Compared with prices before the brief Silk Road drop, bitcoin exchange rates have climbed 14% in the last two weeks. At $145/BTC on Bitstamp, bitcoin has reached a level not seen since late April, and the only time that level has been reached on more than three consecutive days was from April 3-11 during the bubble.
Notably, the market has been significantly less volatile leading up to this level recently, compared with April. The 3DMA volatility leading into this level previously was between 13% and 22%, compared with just 4% currently.
A number of factors may be driving the latest climb. For one, bitcoin price increases are known to often coincide with media coverage. Accordingly, even the Silk Road closure which highlighted bitcoin’s use for illicit purposes may have helped drive new participants into the market as a result of the exposure gained. The recent Money 2020 conference in Las Vegas may have similarly driven interest from a number of established financial players.
The global macroeconomic environment may be playing a role as well. As we’ve noted previously, bitcoin shares a generally inverse relationship with USD, an asset that has been negatively impacted in recent weeks as a result of the US debt ceiling impasse.
Perhaps most important was the activity out of China. The Chinese government has recently been more vocal in its ongoing campaign to see the dollar removed from global reserve status. While such calls for an international reserve note are generally assumed to refer to Special Drawing Rights issued by the IMF, it may have bolstered enthusiasm for bitcoin’s apolitical nature. Also out of China was news that Baidu, the world’s fifth largest website, is now accepting bitcoin for certain services.
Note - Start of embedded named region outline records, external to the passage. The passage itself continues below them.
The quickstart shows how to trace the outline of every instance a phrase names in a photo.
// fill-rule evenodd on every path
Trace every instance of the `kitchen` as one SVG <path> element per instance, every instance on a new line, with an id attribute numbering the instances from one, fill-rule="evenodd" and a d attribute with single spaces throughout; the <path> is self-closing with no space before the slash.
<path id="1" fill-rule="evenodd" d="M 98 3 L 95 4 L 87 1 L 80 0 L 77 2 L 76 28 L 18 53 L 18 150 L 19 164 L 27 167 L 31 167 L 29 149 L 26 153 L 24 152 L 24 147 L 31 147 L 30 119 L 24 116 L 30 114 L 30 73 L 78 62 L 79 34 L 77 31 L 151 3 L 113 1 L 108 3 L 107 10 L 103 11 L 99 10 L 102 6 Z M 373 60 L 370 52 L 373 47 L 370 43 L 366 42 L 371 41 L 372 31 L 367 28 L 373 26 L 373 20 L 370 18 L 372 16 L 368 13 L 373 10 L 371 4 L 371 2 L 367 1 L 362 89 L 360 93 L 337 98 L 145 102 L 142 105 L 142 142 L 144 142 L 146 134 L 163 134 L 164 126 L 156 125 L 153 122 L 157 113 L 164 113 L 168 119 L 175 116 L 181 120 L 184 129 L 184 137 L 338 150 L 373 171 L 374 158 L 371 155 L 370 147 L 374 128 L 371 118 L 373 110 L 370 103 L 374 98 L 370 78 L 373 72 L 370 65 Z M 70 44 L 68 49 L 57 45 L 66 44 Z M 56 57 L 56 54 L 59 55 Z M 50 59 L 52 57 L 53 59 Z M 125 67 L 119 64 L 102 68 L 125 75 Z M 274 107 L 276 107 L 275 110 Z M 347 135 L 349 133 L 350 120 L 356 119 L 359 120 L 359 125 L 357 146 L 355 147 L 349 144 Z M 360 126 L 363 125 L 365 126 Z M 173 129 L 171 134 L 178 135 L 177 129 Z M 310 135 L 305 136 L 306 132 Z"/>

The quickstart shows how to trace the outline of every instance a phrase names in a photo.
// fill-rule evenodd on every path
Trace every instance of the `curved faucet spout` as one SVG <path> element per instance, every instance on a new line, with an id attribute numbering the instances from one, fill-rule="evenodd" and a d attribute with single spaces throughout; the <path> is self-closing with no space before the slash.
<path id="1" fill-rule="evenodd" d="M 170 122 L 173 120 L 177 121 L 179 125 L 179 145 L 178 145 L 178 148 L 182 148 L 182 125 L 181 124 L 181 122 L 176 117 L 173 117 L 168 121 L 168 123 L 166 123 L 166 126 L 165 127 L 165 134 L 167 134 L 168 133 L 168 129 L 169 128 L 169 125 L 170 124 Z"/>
Perhaps not incidentally, CNY price movement has been a notable leader in the latest rally. Overlaying CNY/BTC and USD/BTC trading history, it becomes clear that USD/BTC trading has been largely responsive to the Chinese markets. The graph below shows bitcoin trading in CNY markets, as well as USD/BTC levels converted to CNY for comparison. Overlaid on top of them is the differential between their prices at any given time. The differential tends to normalize around 2-3% and spikes/sinks periodically with price movement. In reviewing this chart, a consistent pattern becomes clear: CNY price movement occurs first, increasing the differential, with USD catching up much later and eventually sending the differential back down towards 3%.